SLE women from LUMINA of Hispanic, African American and Caucasian ethnicity were studied. Adverse pregnancy outcome was a miscarriage or abortion (<20 weeks), a stillbirth (> or = 20) and/or a moderate to severe preterm-baby (<34 weeks); good outcome was either a mild preterm-baby (> or = 34 weeks) or a full-term baby [C-section or vaginal delivery (38-42 weeks)]. Pregnancies occurring after SLE diagnosis (TD) were included; pregnancy outcome was the unit of analyses. The relationship between selected variables and pregnancy outcomes was examined by univariable and multivariable analyses.
Adverse outcomes occurred in 63.7% of 102 pregnancies.

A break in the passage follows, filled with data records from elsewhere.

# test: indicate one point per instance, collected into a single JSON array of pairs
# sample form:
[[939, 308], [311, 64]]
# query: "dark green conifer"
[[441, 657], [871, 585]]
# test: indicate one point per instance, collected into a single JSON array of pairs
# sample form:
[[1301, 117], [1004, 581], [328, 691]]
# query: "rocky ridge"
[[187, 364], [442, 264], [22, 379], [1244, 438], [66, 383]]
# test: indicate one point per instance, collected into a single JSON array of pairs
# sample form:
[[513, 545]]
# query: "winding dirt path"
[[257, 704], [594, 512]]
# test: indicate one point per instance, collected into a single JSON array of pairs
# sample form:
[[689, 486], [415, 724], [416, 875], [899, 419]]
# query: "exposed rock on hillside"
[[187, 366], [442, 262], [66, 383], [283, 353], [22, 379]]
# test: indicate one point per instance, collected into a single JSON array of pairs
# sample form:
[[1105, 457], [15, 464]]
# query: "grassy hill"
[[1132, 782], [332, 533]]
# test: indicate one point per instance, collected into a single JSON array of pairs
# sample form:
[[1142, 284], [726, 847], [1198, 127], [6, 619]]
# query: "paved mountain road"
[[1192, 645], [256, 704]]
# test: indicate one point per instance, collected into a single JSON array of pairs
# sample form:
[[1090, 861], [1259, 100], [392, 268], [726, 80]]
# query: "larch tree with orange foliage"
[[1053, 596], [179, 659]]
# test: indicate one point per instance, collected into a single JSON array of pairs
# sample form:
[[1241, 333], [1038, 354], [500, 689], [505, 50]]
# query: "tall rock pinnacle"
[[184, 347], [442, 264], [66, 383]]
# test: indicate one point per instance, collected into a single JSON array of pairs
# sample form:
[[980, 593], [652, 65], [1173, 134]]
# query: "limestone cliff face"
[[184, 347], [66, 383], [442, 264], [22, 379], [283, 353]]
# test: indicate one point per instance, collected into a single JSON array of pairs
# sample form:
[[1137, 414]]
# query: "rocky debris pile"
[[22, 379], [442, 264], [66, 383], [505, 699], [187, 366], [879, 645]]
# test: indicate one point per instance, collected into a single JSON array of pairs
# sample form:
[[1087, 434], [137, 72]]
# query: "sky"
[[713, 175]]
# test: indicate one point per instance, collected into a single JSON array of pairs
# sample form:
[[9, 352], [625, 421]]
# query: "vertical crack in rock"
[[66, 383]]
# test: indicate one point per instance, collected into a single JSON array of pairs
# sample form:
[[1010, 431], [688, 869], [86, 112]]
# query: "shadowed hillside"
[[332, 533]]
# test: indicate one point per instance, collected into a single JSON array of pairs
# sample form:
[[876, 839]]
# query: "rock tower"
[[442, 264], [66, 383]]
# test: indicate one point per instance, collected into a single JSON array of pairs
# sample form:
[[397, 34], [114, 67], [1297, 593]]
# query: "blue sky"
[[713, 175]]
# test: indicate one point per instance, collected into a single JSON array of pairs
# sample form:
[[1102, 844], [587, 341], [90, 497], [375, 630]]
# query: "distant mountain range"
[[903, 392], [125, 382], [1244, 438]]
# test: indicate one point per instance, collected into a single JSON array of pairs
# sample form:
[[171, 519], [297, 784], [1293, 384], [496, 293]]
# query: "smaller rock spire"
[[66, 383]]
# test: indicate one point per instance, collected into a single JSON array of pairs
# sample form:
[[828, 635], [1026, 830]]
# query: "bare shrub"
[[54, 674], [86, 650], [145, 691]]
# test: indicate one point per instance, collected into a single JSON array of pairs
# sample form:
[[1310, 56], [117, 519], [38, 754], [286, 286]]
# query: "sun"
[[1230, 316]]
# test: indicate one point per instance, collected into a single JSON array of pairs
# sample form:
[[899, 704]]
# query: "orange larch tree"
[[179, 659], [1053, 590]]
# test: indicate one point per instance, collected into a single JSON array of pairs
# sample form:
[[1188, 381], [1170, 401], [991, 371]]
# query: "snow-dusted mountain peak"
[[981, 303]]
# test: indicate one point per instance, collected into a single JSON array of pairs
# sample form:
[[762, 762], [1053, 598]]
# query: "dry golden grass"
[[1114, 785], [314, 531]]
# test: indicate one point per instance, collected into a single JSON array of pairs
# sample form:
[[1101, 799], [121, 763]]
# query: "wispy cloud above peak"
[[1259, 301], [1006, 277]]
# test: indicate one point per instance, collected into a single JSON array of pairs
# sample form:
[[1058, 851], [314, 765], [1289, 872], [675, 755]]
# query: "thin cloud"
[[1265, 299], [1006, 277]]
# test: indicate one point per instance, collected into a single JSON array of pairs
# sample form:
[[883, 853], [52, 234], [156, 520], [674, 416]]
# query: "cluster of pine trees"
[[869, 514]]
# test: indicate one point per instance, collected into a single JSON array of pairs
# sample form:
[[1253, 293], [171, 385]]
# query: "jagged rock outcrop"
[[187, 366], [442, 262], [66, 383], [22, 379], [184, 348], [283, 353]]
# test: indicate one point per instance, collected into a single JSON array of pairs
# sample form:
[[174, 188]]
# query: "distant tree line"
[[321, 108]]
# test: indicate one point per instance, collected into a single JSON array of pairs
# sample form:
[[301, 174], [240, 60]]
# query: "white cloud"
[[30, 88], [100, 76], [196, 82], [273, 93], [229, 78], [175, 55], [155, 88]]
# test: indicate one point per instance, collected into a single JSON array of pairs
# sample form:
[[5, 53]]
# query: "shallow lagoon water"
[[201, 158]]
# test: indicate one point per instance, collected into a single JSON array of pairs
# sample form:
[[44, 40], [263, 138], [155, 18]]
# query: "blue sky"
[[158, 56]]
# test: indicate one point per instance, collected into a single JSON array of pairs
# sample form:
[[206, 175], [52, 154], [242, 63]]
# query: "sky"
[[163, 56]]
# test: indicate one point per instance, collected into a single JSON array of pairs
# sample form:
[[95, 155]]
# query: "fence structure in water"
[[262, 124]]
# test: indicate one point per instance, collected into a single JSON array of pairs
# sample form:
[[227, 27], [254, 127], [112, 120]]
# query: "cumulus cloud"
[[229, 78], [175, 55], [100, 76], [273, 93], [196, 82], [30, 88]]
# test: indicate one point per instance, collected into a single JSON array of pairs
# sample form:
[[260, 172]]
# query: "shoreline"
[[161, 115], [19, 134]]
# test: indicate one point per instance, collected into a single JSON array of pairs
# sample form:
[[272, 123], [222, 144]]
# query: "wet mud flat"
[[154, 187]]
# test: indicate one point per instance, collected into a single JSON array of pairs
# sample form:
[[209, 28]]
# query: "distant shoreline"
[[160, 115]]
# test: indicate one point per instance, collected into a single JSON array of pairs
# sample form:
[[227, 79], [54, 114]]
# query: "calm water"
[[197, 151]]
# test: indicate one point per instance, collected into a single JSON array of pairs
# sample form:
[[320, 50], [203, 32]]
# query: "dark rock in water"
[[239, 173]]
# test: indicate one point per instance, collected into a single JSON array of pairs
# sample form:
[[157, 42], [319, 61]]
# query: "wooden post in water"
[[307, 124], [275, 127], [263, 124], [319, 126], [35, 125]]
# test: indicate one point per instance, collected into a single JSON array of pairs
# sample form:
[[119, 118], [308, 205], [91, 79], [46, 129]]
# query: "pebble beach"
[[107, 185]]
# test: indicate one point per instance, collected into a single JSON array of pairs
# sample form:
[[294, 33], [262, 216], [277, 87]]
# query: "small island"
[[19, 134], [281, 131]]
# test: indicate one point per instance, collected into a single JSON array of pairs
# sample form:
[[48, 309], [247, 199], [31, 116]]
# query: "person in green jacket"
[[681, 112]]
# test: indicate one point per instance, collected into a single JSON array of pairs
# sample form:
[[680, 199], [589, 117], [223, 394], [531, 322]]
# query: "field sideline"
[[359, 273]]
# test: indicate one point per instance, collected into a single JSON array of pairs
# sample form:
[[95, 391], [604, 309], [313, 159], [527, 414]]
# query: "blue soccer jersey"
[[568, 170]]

In the univariable analyses, Texan Hispanic and African American ethnicities, fewer years of education, higher number of ACR criteria, renal involvement, glucocorticoid exposure and the maximum dose of glucocorticoids used prior to the pregnancy outcome were associated with an adverse pregnancy outcome. Renal involvement was independently associated with an adverse pregnancy outcome [Odds ratio (OR)=5.219 (95% Confidence Interval (CI) 1.416-19.239, p=0.0131] as were the maximum dose of glucocorticoids used prior to the pregnancy outcome (OR=1.028; CI:1.002-1.054; p=0.0315) and fewer years of education (OR=1.204; CI:1.006-1.472; p=0.0437). Ethnicity was not retained in the multivariable model.

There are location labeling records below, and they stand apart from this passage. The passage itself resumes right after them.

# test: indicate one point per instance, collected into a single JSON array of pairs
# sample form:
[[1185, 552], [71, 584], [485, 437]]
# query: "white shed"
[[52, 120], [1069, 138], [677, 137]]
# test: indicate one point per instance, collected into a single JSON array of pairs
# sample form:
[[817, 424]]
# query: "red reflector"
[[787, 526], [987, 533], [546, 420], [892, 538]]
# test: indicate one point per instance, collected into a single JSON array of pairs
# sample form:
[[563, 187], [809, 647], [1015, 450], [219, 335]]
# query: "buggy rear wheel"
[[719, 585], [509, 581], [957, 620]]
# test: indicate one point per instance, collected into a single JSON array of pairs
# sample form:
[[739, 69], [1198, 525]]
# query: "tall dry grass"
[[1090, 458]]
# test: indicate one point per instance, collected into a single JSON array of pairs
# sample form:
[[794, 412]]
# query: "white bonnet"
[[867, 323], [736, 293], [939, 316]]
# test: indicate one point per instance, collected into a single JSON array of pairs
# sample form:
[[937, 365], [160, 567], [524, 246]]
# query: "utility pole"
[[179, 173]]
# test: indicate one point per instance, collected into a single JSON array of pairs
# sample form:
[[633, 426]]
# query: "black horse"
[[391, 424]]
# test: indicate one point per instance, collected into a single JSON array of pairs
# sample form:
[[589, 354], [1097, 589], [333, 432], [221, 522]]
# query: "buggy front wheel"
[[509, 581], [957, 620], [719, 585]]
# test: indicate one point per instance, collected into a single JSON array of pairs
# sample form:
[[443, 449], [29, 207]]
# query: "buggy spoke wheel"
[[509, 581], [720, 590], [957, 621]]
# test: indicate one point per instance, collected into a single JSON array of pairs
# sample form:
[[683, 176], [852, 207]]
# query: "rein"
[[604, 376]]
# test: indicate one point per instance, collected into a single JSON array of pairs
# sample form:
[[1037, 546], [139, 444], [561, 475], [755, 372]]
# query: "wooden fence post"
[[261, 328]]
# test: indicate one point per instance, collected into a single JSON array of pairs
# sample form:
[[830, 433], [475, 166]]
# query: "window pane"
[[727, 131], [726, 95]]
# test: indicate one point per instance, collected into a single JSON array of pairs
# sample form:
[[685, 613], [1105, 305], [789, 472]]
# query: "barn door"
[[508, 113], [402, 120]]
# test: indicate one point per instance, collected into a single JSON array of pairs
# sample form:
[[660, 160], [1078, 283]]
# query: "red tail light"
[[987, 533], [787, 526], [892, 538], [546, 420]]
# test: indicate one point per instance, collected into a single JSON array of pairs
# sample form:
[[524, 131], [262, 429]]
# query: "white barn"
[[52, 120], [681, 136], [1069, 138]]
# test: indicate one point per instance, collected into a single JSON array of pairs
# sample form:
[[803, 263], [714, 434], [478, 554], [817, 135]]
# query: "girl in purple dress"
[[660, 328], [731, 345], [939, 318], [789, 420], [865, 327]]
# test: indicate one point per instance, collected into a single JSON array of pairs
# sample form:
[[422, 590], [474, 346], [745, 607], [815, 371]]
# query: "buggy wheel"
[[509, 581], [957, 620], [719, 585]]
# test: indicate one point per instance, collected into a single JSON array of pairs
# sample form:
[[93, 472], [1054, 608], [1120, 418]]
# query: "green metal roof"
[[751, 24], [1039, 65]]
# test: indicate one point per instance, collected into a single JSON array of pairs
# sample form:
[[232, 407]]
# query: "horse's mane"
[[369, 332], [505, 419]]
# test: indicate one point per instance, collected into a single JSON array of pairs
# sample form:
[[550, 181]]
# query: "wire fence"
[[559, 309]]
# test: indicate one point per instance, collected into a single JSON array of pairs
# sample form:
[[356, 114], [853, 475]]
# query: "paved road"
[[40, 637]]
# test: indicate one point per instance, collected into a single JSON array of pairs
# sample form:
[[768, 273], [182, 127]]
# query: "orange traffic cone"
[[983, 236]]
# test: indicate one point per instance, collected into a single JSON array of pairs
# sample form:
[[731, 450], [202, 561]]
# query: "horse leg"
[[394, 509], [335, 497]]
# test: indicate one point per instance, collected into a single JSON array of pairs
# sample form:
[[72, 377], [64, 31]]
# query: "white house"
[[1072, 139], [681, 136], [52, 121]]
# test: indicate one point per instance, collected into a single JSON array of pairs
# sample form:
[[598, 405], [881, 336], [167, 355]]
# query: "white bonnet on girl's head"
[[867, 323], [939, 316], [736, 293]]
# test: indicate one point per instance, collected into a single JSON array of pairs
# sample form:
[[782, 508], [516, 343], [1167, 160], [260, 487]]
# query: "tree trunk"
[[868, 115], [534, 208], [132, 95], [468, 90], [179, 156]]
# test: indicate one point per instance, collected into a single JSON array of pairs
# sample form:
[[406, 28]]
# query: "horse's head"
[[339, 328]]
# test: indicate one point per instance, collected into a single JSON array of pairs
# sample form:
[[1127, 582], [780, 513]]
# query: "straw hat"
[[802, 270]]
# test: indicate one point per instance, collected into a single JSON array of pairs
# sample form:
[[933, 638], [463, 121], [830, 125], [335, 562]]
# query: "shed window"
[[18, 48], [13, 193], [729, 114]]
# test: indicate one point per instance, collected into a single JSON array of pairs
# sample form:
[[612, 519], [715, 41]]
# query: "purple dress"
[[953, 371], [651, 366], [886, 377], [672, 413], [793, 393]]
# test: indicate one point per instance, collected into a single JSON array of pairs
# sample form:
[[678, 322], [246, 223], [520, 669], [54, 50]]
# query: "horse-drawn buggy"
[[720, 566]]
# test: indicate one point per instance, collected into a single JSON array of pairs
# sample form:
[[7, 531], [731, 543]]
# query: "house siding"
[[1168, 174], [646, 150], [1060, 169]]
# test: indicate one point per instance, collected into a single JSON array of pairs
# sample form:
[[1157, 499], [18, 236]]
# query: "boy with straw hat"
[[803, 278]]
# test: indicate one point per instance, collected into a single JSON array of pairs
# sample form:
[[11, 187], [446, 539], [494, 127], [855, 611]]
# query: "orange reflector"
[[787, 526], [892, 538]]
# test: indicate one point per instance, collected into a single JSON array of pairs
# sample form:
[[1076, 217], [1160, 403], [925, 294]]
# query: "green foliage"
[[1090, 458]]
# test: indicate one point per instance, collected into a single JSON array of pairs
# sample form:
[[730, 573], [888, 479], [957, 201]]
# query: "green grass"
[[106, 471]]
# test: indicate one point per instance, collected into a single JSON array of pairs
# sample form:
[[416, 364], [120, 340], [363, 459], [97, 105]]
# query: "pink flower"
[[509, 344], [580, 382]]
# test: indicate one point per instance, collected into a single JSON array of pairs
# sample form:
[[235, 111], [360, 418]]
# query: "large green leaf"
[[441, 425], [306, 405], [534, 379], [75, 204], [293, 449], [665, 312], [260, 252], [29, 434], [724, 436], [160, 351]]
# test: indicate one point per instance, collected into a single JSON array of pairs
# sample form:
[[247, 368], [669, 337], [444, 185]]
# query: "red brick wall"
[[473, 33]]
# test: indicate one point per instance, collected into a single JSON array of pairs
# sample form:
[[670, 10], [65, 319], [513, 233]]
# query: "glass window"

Renal involvement, the maximum dose of glucocorticoids used prior to pregnancy and fewer years of education were associated with adverse pregnancy outcomes. These data have implications for the management of women with lupus planning to become pregnant.

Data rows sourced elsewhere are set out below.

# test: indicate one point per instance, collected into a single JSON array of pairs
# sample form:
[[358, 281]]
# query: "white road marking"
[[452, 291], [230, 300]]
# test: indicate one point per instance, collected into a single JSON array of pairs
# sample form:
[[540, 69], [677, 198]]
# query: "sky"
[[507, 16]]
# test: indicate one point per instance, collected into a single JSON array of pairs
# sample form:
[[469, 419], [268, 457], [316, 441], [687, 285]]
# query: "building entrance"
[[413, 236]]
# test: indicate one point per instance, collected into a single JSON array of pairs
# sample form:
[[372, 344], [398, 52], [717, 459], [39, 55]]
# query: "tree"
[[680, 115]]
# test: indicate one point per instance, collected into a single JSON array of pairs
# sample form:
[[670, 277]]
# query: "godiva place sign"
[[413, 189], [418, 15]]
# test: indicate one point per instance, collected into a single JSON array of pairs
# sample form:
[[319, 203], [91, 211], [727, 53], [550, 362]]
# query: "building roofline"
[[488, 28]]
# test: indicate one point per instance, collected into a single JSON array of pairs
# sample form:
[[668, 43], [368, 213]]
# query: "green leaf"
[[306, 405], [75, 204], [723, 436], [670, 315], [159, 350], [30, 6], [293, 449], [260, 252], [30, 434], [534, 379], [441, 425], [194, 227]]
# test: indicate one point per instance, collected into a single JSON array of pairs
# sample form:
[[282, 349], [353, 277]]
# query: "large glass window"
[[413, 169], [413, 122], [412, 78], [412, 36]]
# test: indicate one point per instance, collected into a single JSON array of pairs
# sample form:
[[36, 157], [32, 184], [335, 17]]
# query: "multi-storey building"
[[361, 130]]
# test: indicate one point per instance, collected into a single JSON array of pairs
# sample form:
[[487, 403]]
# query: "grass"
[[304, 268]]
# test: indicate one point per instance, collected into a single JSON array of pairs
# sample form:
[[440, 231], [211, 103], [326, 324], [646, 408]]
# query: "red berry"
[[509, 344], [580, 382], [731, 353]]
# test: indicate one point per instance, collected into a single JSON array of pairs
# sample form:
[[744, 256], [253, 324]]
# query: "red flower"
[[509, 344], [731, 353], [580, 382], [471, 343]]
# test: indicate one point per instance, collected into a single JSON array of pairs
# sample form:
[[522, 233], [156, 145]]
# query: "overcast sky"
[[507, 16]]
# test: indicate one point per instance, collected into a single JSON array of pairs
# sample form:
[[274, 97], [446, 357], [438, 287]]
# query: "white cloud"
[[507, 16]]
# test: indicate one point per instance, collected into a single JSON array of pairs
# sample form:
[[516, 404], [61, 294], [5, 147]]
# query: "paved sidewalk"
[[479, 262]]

研究系统性红斑狼疮(SLE)女性不良妊娠结局的相关因素。
对来自拉丁裔、非裔美国人和白种人的LUMINA研究中的SLE女性进行研究。不良妊娠结局包括流产或堕胎(<20周)、死产(≥20周)和/或中度至重度早产婴儿(<34周);良好结局为轻度早产婴儿(≥34周)或足月婴儿[剖宫产或阴道分娩(38 - 42周)]。纳入SLE诊断(TD)后发生的妊娠;妊娠结局为分析单位。通过单变量和多变量分析检查选定变量与妊娠结局之间的关系。
102例妊娠中有63.7%出现不良结局。在单变量分析中,德克萨斯州拉丁裔和非裔美国人种族、受教育年限较少、美国风湿病学会(ACR)标准数量较多、肾脏受累、糖皮质激素暴露以及妊娠结局前使用的糖皮质激素最大剂量与不良妊娠结局相关。肾脏受累与不良妊娠结局独立相关[比值比(OR)=5.219(95%置信区间(CI)1.416 - 19.239,p = 0.0131)],妊娠结局前使用的糖皮质激素最大剂量(OR = 1.028;CI:1.002 - 1.054;p = 0.0315)和受教育年限较少(OR = 1.204;CI:1.006 - 1.472;p = 0.0437)也与不良妊娠结局相关。种族在多变量模型中未被保留。
肾脏受累、妊娠前使用的糖皮质激素最大剂量和受教育年限较少与不良妊娠结局相关。这些数据对计划怀孕的狼疮女性的管理具有启示意义。